今日は久しぶりに一人でのんびりと現場取材に出かけることになった。


現場は王都の郊外にある小さな村。特に大きな事件が起きたわけではなく、「最近の村の様子や生活の変化をリポートしてくれ」という、いかにも軽い内容の依頼だ。


「こんな取材なら、適当に流してもバレないよな…」と馬車の中でひとり呟く。俺はのんびりと空を眺めながら、どうやって効率よくサボれるかを考えていた。


村に着いて最初に目に入ったのは、目立つオレンジのベストを着た虎の獣人――ハラだった。


彼はエルダリア放送の記者で、俺が現場でよく出会う記者仲間だ。


「おーい、岩木!」と大きな声で手を振りながら近づいてくるハラ。


「あれ、ハラさんもここ取材ですか?」と俺が聞くと、ハラは笑いながら肩をすくめた。


「そうそう、『村の暮らしの変化』だってさ。お前と全く同じ内容だろ?」


「ですよね。いや、これってそんなに取材することあります?」


「まあ、だいたい適当にやって帰ればいいんだよ」とハラが大きな牙を見せて笑う。


そんなハラは、俺と同じ「サボれるならサボりたい」タイプの記者だ。現場で何度も顔を合わせるうちに、自然と気が合うようになった。


「さて、どうします? とりあえず村を一周してお茶を濁しますか」と俺が提案すると、ハラは嬉しそうに頷いた。

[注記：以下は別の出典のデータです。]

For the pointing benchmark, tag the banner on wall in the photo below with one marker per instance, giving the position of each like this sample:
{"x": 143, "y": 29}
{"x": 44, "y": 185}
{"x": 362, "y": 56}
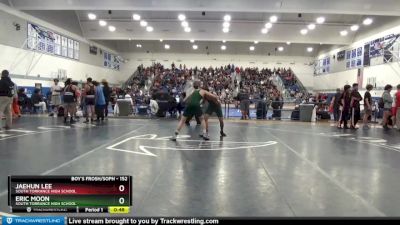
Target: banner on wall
{"x": 47, "y": 41}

「いいね。適当に住民に話聞いて、あとは村の風景でも撮って終わりにしようぜ」


俺たちは村をゆっくり歩きながら、村人に簡単な質問を投げかける。


「最近、村に変わったことはありますか?」


「ええ、特に変わったことはないですね。平和ですよ」と、村人はのんびりと答える。


「そっか、平和が一番だよね!」とハラが適当な相槌を打ちながらメモを取るふりをしている。俺もメモ帳を広げつつ、実際にはほとんど何も書いていない。


「いやー、この取材、楽勝ですね」と俺が言うと、ハラが低い声で笑った。


「俺たちみたいな記者にぴったりの仕事だよな」


そんな調子でのんびり取材を進めていた時、村の中心から突然大きな叫び声が聞こえた。


「なんだ?」と俺たちは顔を見合わせ、声のした方へ駆けつけた。


そこでは、村人たちが一箇所に集まり、慌てた様子で何かを話していた。


「どうしたんですか?」と俺が聞くと、村人のひとりが息を切らしながら答えた。


「森から大きな魔物が出たらしいんです! 畑を荒らして、村の近くまで来てるって!」


「魔物…? そんな話、さっきは全然聞いてないけど」と俺が戸惑うと、ハラが肩を叩いてきた。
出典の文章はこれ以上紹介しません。